Eric Antoine © Julien Felix
Né en 1974, Eric Antoine est un fervent défenseur de la photographie ancienne et de ses procédés qui en font des œuvres à part. Sa série « ensemble seul » sera présentée à la galerie Laurence Esnol à Paris du 18 octobre au 30 novembre prochain. Rencontre avec l'artiste.
Pouvez-vous me raconter votre parcours ?
Je suis photographe autodidacte, j'ai toujours expérimenté avec la photographie argentique et passé de longues heures dans mon laboratoire. J'ai travaillé par passion, pendant 15 ans pour des magazines internationaux de skateboard. Ce milieu très créatif et avant-gardiste m'a laissé publier des photos "expérimentales" sans me forcer au numérique et j'ai toujours poussé plus loin mes images.

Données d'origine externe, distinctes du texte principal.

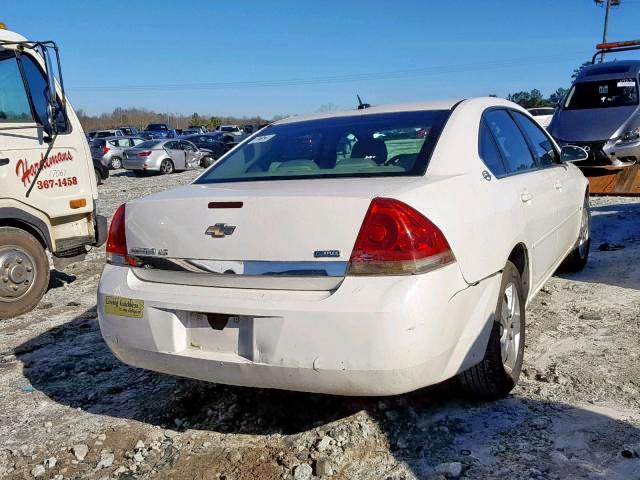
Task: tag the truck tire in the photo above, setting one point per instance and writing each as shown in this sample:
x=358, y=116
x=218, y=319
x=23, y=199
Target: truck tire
x=24, y=272
x=577, y=259
x=498, y=372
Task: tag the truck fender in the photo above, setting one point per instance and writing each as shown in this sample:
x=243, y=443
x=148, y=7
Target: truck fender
x=15, y=217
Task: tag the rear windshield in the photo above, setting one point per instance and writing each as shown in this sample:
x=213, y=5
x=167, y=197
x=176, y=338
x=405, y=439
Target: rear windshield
x=390, y=144
x=603, y=94
x=537, y=112
x=148, y=144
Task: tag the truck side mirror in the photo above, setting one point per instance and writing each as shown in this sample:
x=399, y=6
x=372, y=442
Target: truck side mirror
x=53, y=105
x=572, y=153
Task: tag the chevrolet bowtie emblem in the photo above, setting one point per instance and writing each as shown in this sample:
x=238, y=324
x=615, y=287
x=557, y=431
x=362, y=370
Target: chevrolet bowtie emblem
x=220, y=230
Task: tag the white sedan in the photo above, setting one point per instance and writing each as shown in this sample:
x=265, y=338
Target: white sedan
x=367, y=252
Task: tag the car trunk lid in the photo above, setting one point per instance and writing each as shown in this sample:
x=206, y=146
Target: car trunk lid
x=252, y=234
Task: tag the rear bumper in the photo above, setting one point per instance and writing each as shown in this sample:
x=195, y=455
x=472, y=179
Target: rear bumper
x=141, y=166
x=371, y=336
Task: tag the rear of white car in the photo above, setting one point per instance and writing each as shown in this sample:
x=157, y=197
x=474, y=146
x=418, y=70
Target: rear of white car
x=359, y=276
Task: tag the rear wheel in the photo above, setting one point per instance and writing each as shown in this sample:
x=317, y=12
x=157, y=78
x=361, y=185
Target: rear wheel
x=498, y=372
x=116, y=163
x=579, y=256
x=24, y=272
x=166, y=167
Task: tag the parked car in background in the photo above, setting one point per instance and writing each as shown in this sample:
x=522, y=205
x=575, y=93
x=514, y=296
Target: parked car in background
x=232, y=129
x=100, y=170
x=165, y=156
x=543, y=115
x=404, y=262
x=109, y=151
x=104, y=134
x=130, y=131
x=197, y=129
x=601, y=113
x=158, y=130
x=217, y=142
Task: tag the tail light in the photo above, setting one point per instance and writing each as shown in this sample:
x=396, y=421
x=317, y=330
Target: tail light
x=396, y=239
x=117, y=240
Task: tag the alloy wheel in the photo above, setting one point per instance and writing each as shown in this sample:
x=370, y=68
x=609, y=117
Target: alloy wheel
x=510, y=327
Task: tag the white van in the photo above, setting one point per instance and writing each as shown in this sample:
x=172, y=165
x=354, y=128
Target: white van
x=48, y=188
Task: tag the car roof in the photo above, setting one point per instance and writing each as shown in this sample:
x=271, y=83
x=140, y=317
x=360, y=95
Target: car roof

Il y a bientôt 5 ans, j'ai commencé à m’intéresser de plus près aux procédés anciens et je me suis concentré sur le collodion humide pour une série de photo très personnelle qui a donné naissance à "ensemble seul". Cela coïncide avec un tournant dans ma vie à partir duquel je me suis focalisé sur mon activité artistique.
© Eric Antoine
© Eric Antoine
Pourquoi la photographie ?
Rien de bien original, j'ai commencé la photographie pour le souvenir, mon manque de mémoire m'a naturellement amené à prendre des photos de mes amis et voyages. J'ai abordé beaucoup de domaines de la photographie, je suis curieux et j'aime en apprendre toutes les facettes. Je collectionne aussi beaucoup d'appareils de formats différents et leur évolution m’intéresse énormément. De par mon activité, j'ai besoin de bien connaitre le matériel du 19 eme siècle ou début 20eme, j'ai appris à le bricoler et à accepter ses défauts.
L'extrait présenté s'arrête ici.